Guide
Flash Attention explained
Your fine-tuning job dies at sequence length 8,192 with an out-of-memory error — even
though the model weights fit comfortably on an A100. The culprit is not parameter count;
it is the attention matrix. Standard scaled dot-product attention
materializes an n × n score tensor for every head and layer, flooding
GPU high-bandwidth memory (HBM) with reads and writes. Flash Attention
(Dao et al., 2022) is an IO-aware CUDA kernel that never stores the full
attention matrix. It tiles queries, keys, and values through fast on-chip SRAM, fuses
softmax with the matrix multiply, and recomputes values during the backward pass instead
of checkpointing gigabytes of intermediates. The result: 2–4× wall-clock
speedups and dramatically lower memory use at long contexts — without changing the
mathematical output of attention. This guide explains why attention is memory-bound,
how tiling and online softmax work, FlashAttention-2 parallelism improvements,
integration in PyTorch and serving engines, a Harbor LLM deployment worked example,
a decision table, pitfalls, and a production checklist. For attention intuition, see
attention mechanism explained;
for where attention sits in the full stack, see
transformer architecture explained.
Why standard attention hurts
Given query matrix Q, key matrix K, and value matrix
V (each shaped [sequence_length, head_dim] per head), vanilla
attention computes:
Attention(Q, K, V) = softmax(QKT / √d) · V
The intermediate QKT tensor has shape
[n, n] per head. For a 32-layer, 32-head model at n = 8192
in FP16, storing every attention score map alone can exceed tens of gigabytes across
layers — before gradients, optimizer states, or the
KV cache
during inference. FLOPs scale as O(n²), but on modern GPUs the
bottleneck is often HBM bandwidth: repeatedly reading and writing
those huge tensors to slow off-chip memory while fast SRAM sits underutilized.

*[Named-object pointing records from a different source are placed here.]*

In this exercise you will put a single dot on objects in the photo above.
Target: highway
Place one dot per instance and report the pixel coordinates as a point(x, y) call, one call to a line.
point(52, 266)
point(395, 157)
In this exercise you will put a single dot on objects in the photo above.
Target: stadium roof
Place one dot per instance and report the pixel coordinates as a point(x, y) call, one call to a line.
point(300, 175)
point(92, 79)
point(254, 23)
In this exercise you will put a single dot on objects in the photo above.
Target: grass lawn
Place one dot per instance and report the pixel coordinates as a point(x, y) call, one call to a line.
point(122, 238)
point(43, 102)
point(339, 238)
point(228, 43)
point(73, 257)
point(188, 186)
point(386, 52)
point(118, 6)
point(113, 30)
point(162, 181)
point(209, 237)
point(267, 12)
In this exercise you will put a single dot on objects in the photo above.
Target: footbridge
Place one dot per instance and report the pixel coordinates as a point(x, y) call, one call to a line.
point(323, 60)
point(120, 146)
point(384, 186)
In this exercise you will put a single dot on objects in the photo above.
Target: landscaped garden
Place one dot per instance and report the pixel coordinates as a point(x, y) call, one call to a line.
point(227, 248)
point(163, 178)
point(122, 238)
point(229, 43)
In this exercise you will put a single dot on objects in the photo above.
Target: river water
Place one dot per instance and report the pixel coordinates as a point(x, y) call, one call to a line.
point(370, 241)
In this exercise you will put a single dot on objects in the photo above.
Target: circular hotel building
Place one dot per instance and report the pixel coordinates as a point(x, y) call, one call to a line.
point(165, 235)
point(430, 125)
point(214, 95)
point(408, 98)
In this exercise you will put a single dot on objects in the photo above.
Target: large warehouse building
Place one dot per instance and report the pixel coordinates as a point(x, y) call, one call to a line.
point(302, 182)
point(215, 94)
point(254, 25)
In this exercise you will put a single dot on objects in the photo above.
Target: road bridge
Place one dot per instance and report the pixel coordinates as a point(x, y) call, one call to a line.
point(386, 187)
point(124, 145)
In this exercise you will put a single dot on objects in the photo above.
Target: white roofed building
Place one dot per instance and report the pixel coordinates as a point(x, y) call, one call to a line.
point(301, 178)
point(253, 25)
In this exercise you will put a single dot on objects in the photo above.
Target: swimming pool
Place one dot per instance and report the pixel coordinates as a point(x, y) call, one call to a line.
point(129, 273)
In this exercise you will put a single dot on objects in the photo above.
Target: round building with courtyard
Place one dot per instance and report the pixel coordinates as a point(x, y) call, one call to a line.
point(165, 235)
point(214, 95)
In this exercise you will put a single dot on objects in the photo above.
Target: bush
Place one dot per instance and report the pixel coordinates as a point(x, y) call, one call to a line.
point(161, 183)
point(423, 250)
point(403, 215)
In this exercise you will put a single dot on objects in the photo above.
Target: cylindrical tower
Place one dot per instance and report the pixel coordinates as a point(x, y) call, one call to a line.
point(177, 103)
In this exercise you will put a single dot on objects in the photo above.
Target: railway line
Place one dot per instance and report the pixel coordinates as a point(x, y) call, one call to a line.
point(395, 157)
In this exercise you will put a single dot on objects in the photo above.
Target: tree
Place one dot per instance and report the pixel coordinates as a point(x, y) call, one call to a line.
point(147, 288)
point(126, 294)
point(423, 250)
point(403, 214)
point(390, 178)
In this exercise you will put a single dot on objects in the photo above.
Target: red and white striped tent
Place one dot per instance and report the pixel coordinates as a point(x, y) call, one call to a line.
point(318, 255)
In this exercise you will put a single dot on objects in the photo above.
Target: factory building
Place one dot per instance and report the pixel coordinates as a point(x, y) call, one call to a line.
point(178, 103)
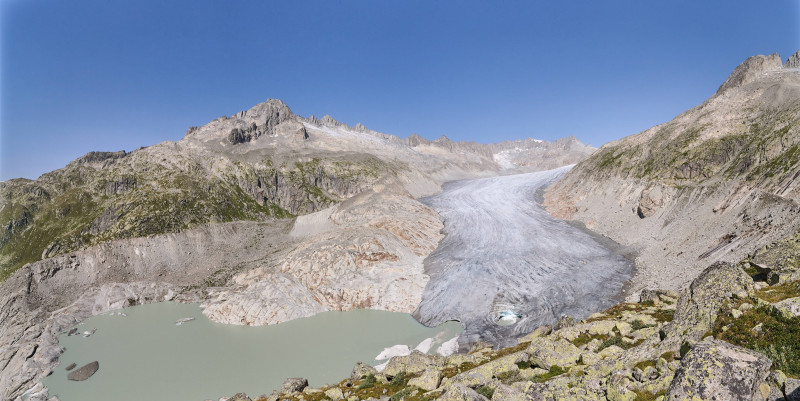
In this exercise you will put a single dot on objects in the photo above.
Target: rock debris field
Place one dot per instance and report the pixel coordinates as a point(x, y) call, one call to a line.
point(504, 253)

Training vs inference bottlenecks
During training, you need both forward activations (or recomputation
strategy) and backward gradients through attention. Materializing QKT
for backprop is expensive. During inference prefill, you compute
attention over the entire prompt at once — again quadratic in prompt length. Decode
steps are cheaper per token (one new query against cached keys), but prefill for long
documents still benefits from fused attention kernels. Flash Attention addresses the
prefill and training regimes where full quadratic attention maps would otherwise
dominate memory and wall time.
IO-aware tiling and online softmax
Flash Attention’s core idea is fusion with tiling. Instead of
computing the full QKT matrix in HBM, the kernel loads
blocks of Q, K, and V into
SRAM (shared memory / L1 on the GPU), computes partial attention outputs for that
tile, and accumulates results incrementally. The trick is online
softmax: softmax normally needs the full row of logits to subtract the max
for numerical stability. Flash Attention tracks running row maxima and normalization
sums as tiles arrive, updating the partial output without ever seeing the complete row
at once. The final per-head output is mathematically identical to
standard attention — this is not an approximation like low-rank attention; it is an
exact reordering of the same operations.
Recomputation in the backward pass
To save memory during training, Flash Attention does not store the full attention matrix for backpropagation. Instead, it recomputes the forward attention blocks during the backward pass — trading extra compute for vastly less HBM traffic. On bandwidth-bound workloads this trade wins: recomputing on fast SRAM is cheaper than reading/writing giant tensors from HBM. This is the same memory/compute exchange principle behind gradient checkpointing, but applied at the kernel level inside attention specifically.
FlashAttention-2
The second revision improves work partitioning across warps and thread blocks, reduces non-matmul FLOPs in the inner loop, and sequences operations so more time is spent in Tensor Core matrix multiplies. Reported speedups over FlashAttention-1 are often another ~2× on A100-class hardware. FlashAttention-3 targets Hopper (H100) with FP8 and asynchronous memory copies. In practice, check which version your framework and GPU generation actually ship — the naming moves faster than blog posts.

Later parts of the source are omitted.